Take breaks from the screen
When we talk about screen breaks, many people automatically think of their phone, tablet or laptop, but it’s important to also consider TV here. With so much talk of infection rates and the like on news and social media, these could be a source of your feelings of fear and anxiety. Taking breaks from them – whether for a few hours or a few days – can do you good by preventing you from being constantly exposed to worrying information.
Find a new hobby
A new hobby is a great way to keep your mind occupied so that you’re focusing on something else other than feelings of anxiety – and some hobbies can actively help you de-stress. Yoga, for example, is renowned for its calming influence on the mind and often goes hand in hand with meditation which is also beneficial. Other activities such as baking, knitting, colouring – anything creative really – also have relaxing effects and also give a sense of achievement because you are producing something at the end.

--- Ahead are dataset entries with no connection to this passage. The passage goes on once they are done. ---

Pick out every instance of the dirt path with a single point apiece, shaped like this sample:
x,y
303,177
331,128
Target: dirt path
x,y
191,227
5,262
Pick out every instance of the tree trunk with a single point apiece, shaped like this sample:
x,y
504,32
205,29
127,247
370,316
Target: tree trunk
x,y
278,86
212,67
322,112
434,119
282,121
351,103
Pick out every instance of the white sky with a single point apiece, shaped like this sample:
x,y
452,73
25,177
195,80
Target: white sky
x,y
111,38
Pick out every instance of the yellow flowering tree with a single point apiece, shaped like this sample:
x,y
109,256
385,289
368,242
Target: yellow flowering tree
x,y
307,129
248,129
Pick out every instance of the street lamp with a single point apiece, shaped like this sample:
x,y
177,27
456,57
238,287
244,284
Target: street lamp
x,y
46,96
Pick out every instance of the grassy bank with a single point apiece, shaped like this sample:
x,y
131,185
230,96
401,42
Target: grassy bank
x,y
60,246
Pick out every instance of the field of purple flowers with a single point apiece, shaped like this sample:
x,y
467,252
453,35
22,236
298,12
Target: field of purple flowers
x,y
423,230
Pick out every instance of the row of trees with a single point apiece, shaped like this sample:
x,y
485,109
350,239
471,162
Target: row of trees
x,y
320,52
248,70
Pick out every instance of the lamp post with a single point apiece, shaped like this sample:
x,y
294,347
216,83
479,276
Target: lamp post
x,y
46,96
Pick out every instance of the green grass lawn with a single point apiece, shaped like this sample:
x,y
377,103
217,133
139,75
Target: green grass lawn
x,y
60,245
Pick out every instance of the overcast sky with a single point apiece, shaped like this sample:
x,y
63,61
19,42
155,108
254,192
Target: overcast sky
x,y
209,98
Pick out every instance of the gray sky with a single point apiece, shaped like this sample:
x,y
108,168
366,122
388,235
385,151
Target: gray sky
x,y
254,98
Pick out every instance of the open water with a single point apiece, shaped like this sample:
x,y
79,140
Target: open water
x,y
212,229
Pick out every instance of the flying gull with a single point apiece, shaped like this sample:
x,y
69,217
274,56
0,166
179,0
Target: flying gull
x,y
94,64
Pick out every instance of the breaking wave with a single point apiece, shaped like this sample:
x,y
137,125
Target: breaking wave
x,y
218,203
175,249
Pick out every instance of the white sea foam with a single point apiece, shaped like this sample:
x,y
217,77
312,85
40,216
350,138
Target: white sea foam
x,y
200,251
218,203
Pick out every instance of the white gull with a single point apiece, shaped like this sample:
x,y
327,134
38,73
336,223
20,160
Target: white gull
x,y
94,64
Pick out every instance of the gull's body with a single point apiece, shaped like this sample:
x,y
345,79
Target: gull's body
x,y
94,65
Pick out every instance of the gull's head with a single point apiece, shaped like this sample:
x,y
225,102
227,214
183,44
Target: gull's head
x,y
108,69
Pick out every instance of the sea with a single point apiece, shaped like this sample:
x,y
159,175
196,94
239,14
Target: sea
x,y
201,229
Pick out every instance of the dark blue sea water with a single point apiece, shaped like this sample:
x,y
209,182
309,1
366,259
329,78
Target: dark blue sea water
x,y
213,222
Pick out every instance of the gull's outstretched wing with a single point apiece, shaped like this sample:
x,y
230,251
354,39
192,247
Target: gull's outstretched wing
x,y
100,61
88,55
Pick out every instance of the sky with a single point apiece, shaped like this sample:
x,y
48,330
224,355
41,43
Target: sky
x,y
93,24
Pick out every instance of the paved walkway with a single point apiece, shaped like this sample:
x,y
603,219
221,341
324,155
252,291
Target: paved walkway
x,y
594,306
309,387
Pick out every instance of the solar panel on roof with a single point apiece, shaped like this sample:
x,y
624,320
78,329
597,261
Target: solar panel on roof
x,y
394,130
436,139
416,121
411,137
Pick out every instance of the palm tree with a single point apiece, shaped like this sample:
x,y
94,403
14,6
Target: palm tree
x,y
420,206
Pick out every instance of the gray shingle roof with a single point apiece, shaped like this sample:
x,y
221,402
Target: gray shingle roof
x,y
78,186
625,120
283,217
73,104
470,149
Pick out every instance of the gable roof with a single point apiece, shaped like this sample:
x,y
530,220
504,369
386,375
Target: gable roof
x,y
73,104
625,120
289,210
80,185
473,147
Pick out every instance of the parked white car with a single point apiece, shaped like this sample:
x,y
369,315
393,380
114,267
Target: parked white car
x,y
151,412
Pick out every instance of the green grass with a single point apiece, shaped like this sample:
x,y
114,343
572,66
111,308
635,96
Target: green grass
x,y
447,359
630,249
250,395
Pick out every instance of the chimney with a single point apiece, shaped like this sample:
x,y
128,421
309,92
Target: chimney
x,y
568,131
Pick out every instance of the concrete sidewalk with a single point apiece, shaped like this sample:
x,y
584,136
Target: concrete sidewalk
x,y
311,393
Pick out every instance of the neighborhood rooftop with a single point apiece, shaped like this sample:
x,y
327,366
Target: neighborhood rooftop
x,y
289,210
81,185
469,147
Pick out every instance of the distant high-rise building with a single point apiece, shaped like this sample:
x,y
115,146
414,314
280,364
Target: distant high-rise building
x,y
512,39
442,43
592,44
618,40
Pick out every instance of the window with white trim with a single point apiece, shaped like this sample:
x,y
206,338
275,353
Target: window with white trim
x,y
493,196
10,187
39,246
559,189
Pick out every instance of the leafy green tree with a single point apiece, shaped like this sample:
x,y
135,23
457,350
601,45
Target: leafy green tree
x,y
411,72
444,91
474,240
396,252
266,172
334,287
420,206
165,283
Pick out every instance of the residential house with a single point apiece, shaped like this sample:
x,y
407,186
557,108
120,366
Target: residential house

If your mental health is suffering then don’t be afraid to seek professional help. You can speak to your GP to organise a referral or look into local counselling services. Bear in mind though that due to the pandemic, waiting lists may be longer than normal. If you would like to speak to someone more quickly, it’s worth checking out your health insurance as some policies include benefits such as 24/7 Stress Support.
If you don’t already have insurance, Kingsbridge offers Health Insurance for the self-employed by Equipsme, which can include this benefit. This means 24/7 helpline support on work-related, personal and lifestyle matters and up to eight sessions of telephone and/or online counselling, and a range of other features. You can find out more about the policy and get a quote through our website.
If you feel that you’re in crisis and need to speak to someone immediately, Samaritans are just a phone call away. A Samaritan is at the end of the phone 24 hours a day, 365 days a year. Simply call 116 123 for free.
If you feel you are at risk of suicide or self-harm call 999 or go straight to your nearest A&E.